Using correlation as a lens to see the coronavirus impact

As highlighted in my blog last week, the end of monetary dominance and return of fiscal reliance is well and truly upon us. But as explained, the return of government action doesn’t mean the end of central bank policy – and the bazooka package of stimulus measures we have seen over the last two weeks clearly demonstrates this. Combined, these measures are – and will continue to be – significant across many market channels, but I think perhaps the best way of thinking about it is through the correlation between fixed income and equity returns.

Up until now fixed income vs equity correlation has been negative

Then: Low bond yields, flat bond curves and low market risk premia

In the last decade of monetary dominance, the correlation between fixed income assets and equity returns has been very negative: when one goes up, the other goes down. This is mostly because over that period, it became very commonplace for central banks to respond strongly in times of risk asset stress (Chart 1).  

Typical central bank policy included slashing interest rates and issuing large bond buying programmes. Why? To ease financial conditions in markets and encourage investors to be less risk averse so that they purchase riskier assets again, such as equities. As such, the impact for markets was a mix of low bond yields, flat bond curves and low market risk premia.

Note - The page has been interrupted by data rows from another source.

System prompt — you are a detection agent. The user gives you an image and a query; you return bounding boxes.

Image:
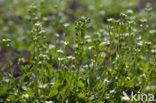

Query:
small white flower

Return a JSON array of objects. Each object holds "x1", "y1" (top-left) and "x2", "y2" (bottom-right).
[
  {"x1": 145, "y1": 85, "x2": 156, "y2": 91},
  {"x1": 140, "y1": 18, "x2": 147, "y2": 23},
  {"x1": 110, "y1": 90, "x2": 115, "y2": 94},
  {"x1": 64, "y1": 23, "x2": 70, "y2": 27},
  {"x1": 145, "y1": 41, "x2": 151, "y2": 45},
  {"x1": 106, "y1": 41, "x2": 110, "y2": 45},
  {"x1": 103, "y1": 79, "x2": 110, "y2": 85},
  {"x1": 86, "y1": 39, "x2": 92, "y2": 43},
  {"x1": 135, "y1": 49, "x2": 140, "y2": 52},
  {"x1": 22, "y1": 86, "x2": 28, "y2": 91},
  {"x1": 85, "y1": 35, "x2": 91, "y2": 39},
  {"x1": 38, "y1": 61, "x2": 42, "y2": 64},
  {"x1": 126, "y1": 9, "x2": 133, "y2": 14},
  {"x1": 100, "y1": 41, "x2": 110, "y2": 46},
  {"x1": 2, "y1": 39, "x2": 11, "y2": 42},
  {"x1": 100, "y1": 42, "x2": 107, "y2": 46},
  {"x1": 18, "y1": 58, "x2": 25, "y2": 64},
  {"x1": 39, "y1": 30, "x2": 46, "y2": 34},
  {"x1": 126, "y1": 77, "x2": 131, "y2": 80},
  {"x1": 39, "y1": 84, "x2": 48, "y2": 89},
  {"x1": 45, "y1": 101, "x2": 53, "y2": 103},
  {"x1": 88, "y1": 46, "x2": 93, "y2": 50},
  {"x1": 107, "y1": 18, "x2": 115, "y2": 22},
  {"x1": 55, "y1": 33, "x2": 59, "y2": 37},
  {"x1": 63, "y1": 41, "x2": 68, "y2": 46},
  {"x1": 101, "y1": 52, "x2": 106, "y2": 57},
  {"x1": 123, "y1": 33, "x2": 129, "y2": 37},
  {"x1": 137, "y1": 41, "x2": 143, "y2": 46},
  {"x1": 83, "y1": 65, "x2": 88, "y2": 69},
  {"x1": 22, "y1": 94, "x2": 29, "y2": 98},
  {"x1": 66, "y1": 99, "x2": 69, "y2": 103},
  {"x1": 2, "y1": 39, "x2": 6, "y2": 42},
  {"x1": 5, "y1": 79, "x2": 10, "y2": 82},
  {"x1": 66, "y1": 56, "x2": 75, "y2": 60},
  {"x1": 35, "y1": 22, "x2": 41, "y2": 28},
  {"x1": 120, "y1": 13, "x2": 127, "y2": 18},
  {"x1": 140, "y1": 74, "x2": 146, "y2": 78},
  {"x1": 50, "y1": 82, "x2": 55, "y2": 85},
  {"x1": 57, "y1": 49, "x2": 63, "y2": 53},
  {"x1": 151, "y1": 49, "x2": 156, "y2": 53},
  {"x1": 49, "y1": 44, "x2": 55, "y2": 49},
  {"x1": 149, "y1": 30, "x2": 156, "y2": 34},
  {"x1": 39, "y1": 54, "x2": 49, "y2": 60},
  {"x1": 128, "y1": 20, "x2": 134, "y2": 25},
  {"x1": 58, "y1": 58, "x2": 65, "y2": 61},
  {"x1": 115, "y1": 54, "x2": 119, "y2": 60}
]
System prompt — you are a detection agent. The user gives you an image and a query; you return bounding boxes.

Chart 1: The correlation between equity and fixed income returns is changing

Now: Higher bond yield, steeper curves and higher market risk premia

The rise in fiscal reliance will significantly alter the policy impact on financial markets. Unlike monetary policy, fiscal policy is achieved mainly through large bond borrowing, and the policy is aimed at more directly impacting the economy. All else equal, this should mean higher bond yields, steeper curves and higher market risk premia than what we have experienced in recent years.

Coronavirus impact: What will the rise in fiscal policy reliance look like for assets?

While the past few weeks have been pretty dysfunctional in markets, we have had some taste of what the rise in fiscal reliance could look like. Despite the significant declines in risk assets such as equities, this month – core bond yields are mostly higher (such as bonds from developed market governments). To be fair, part of the rise in yields was likely related to the market dysfunction. Meanwhile, the huge sizing up of central bank quantitative easing will put a lid on how far bond yields can rise.

But make no mistake, the policy shifts now in place helped accelerate things, and will be game changers for the interaction between core bond markets and risks assets.